Voluta e finanziata dalla Regione Lombardia, per diretto interesse e volontà del professore Stefano Bruno Galli, oggi assessore regionale all'Autonomia e Cultura (e che qui firma una densa prefazione), e curata da Silvia Morgana, già professore ordinario di Dialettologia italiana e Storia della lingua all'Università degli Studi di Milano (che ha coordinato una squadra di studiosi e specialisti impressionante), La letteratura dialettale milanese, dopo un lavoro di due anni e un progetto che prevede altri due volumi, uno dedicato ai dialetti della Lombardia «prealpina» e uno a quelli della Lombardia «padana», realizza due grandi obiettivi. Il primo è quello di illustrare con tutta la ricchezza di materiali possibile (anche con qualche autore e testo inedito) la nascita e lo sviluppo degli usi letterari del dialetto milanese lungo la grande fioritura settecentesca e poi la poesia-capolavoro di Carlo Porta fino alla originalissima tradizione milanese otto-novecentesca, fra Delio Tessa, l'immenso Giovanni Testori, il genovese di nascita e milanese arius Franco Loi, il triestino di Milano Giorgio Strehler («Ma mi, ma mi, ma mi, quaranta dì, quaranta nott, sbattuu de su, sbattuu de giò: mi sont de quei che parlen no...»), dando spazio anche al teatro e alla canzone d'autore più vicina a noi; dimostrando - se mai ce ne fosse bisogno - che il milanese è una «lengua» a tutti gli effetti: una lingua con i suoi canoni, di altissimo livello, di grande ricchezza, varietà e con mille sfumature che l'italiano «ufficiale» non sempre offre (esempio: il termine «rusà» ha una forza che il verbo «spingere» non ha).

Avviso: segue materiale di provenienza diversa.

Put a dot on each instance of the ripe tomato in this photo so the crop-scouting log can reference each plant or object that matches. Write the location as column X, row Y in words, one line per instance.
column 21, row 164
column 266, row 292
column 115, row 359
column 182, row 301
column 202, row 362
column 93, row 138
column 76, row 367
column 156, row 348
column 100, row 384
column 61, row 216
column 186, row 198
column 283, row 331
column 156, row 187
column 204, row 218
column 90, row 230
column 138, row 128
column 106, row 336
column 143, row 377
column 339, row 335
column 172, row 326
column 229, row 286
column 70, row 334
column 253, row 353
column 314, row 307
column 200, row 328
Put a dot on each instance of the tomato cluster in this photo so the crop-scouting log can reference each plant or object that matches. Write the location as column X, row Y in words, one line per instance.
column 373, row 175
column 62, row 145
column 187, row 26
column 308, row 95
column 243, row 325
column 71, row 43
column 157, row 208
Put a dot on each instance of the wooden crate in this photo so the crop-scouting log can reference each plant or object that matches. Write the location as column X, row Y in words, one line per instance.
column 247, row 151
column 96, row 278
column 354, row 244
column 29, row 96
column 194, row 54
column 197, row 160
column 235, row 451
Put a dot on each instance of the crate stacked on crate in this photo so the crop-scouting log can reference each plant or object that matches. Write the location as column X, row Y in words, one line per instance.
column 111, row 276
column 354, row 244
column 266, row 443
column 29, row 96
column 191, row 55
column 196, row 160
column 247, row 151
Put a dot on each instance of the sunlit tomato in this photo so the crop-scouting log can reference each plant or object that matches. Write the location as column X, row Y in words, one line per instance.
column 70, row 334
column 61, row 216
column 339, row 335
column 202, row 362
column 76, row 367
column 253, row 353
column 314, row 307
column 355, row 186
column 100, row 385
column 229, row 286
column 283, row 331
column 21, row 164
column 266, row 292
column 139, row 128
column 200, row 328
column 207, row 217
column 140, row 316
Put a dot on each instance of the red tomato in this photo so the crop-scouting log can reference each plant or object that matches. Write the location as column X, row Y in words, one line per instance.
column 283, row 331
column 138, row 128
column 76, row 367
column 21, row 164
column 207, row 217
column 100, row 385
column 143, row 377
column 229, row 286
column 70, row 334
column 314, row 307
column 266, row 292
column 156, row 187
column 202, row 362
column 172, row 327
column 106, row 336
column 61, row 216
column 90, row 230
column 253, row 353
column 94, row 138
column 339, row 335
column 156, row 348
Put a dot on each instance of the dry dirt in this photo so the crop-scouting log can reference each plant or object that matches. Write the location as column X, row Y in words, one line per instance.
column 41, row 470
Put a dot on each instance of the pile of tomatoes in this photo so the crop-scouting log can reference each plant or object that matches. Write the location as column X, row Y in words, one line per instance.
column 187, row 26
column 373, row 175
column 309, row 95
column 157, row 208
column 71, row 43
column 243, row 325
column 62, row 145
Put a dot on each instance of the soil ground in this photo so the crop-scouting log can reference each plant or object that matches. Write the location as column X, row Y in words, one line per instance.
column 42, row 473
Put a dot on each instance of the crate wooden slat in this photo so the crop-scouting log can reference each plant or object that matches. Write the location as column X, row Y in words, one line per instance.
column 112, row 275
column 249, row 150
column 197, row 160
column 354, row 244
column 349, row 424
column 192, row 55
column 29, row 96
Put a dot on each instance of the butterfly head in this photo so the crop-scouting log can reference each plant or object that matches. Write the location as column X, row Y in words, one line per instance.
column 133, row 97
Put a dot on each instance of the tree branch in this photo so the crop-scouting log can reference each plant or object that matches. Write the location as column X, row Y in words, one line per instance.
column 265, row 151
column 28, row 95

E il secondo obiettivo dell'intero progetto è la valorizzazione del patrimonio culturale delle lingue lombarde (perché esistono tante lingue: il bergamasco non è il mantovano...): una forma di «capitale» che sostiene il senso di appartenenza e di identità delle comunità territoriali lombarde.

Un elemento fondamentale soprattutto oggi - aggiunge Stefano Bruno Galli - «di fronte alle derive deteriori dei processi di globalizzazione».